Diese ersten Funde lösten in der gesamten Umgebung zahlreiche Versuchsbohrungen aus. Sie konzentrierten sich auf Neuoelsnitz und Niederwürschnitz. Aber auch in der weiteren Umgebung gab es viele Bergbauversuche. Außerhalb der Kohlevorkommen unter Oelsnitz, Hohndorf, Gersdorf, Lugau und Niederwürschnitz waren diese Versuche aber ohne Erfolg.

Auch in Erlbach, Kirchberg und Ursprung gab es solche Versuche. Bereits 1833 plante ein Unternehmen, u.a. in Kirchberg und Pfaffenhain Versuchsbohrungen durchzuführen; dazu kam es aber nicht. Der „Niederwürschnitz-Kirchberger Steinkohlenaktienverein“ (1844 - 1878) hatte in Kirchberg Abbaurechte für fast 200 ha erworben. Vor allem in Niederwürschnitz wurden einige Schächte geteuft. Einen Schacht hat es aber wohl auch in Kirchberg gegeben.

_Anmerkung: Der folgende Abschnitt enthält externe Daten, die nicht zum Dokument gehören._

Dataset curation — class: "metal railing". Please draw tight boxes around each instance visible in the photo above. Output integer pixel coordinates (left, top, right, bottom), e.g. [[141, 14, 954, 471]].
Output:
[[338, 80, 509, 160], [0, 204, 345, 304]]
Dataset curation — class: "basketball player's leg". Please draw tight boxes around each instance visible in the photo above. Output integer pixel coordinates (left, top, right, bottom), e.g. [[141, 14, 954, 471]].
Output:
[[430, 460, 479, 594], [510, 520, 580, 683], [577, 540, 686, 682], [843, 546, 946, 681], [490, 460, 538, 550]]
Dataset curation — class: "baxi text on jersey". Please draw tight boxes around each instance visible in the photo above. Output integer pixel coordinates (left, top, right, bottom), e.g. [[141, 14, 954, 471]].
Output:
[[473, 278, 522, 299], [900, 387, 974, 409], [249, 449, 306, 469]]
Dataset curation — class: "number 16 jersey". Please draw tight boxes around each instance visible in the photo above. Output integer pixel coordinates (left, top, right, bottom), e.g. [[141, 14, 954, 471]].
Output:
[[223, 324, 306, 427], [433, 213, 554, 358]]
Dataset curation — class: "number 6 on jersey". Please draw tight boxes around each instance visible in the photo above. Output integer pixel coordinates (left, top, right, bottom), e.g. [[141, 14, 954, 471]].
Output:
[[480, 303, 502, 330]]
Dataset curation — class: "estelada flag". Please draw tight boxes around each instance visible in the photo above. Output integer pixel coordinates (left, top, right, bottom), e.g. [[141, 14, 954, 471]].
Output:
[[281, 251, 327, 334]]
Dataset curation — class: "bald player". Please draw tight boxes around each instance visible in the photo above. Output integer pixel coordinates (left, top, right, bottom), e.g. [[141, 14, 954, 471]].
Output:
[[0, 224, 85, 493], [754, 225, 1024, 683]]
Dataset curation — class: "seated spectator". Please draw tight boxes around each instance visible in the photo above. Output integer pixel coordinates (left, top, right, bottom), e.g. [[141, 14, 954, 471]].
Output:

Die „Steinkohlengesellschaft des großen erzgebirgischen Bassins“ (1845 - 1849) hatte in einem großen Gebiet zwischen Bernsdorf und Pfaffenhain Abbaurechte erworben, u.a. in Kirchberg und Erlbach. Ein Bohrloch in Ursprung (im unteren Teil des Dorfes) ging bis auf 202 m. Dieser Versuch war aber - wie alle anderen Bohrungen des Unternehmens - vergeblich.

Halde des Ferdinandschachtes | Foto: W. Frech

Der „Lugau-Erlbacher Steinkohlenbauverein“ (1856 - 1861) legte nach einer Versuchsbohrung den Eintrachts-Schacht (oder Eintracht-Schacht) an. Er lag in der Nähe der Flurgrenze zu Lugau unweit der Lugau-Erlbacher Straße. Der Schacht erreichte eine Tiefe von 430 m, wurde aber nicht fündig.

Der „Erlbach-Leipziger Steinkohlenbauverein“ (1856 bis 1864) teufte in Erlbach den Ferdinand-Schacht bis in eine Tiefe von 734 m. Der Schacht lag hoch über dem Dorf am Firstenweg. Die aufgefundenen Kohleschichten waren so gering, dass sich ein Abbau nicht lohnte. Der Schacht besaß u.a. eine Fördermaschine von 33 PS und eine Wasserhaltungsmaschine von 50 PS, die einige Jahre nach der Stilllegung zusammen mit zwei Dampfkesseln an den Sewaldschacht in Niederwürschnitz verkauft wurden.

Überblick Erlbach-Kirchberg | Foto: W. Frech

In alten Karten sind weitere Bergbauvorhaben erkennbar. 1859 wird das Steinkohlenfeld von „Breithaupt und Genossen“ in Kirchberg genannt. Auf der gleichen Karte ist das Steinkohlenfeld von „Kohl und Genossen“ in Ursprung eingezeichnet. Das „Konsortium Vertrauensgrube zu Niedererlbach“ unternahm 1874 einen Bohrversuch in Erlbach. Auf der gleichen Karte von 1874 sind das „Steinkohlenfeld von Dufour-Feronce“ in Erlbach mit einem Bohrloch und eine „Sächsische Steinkohlenbau-Compagnie“ mit einem Bergbauversuch in Erlbach erwähnt.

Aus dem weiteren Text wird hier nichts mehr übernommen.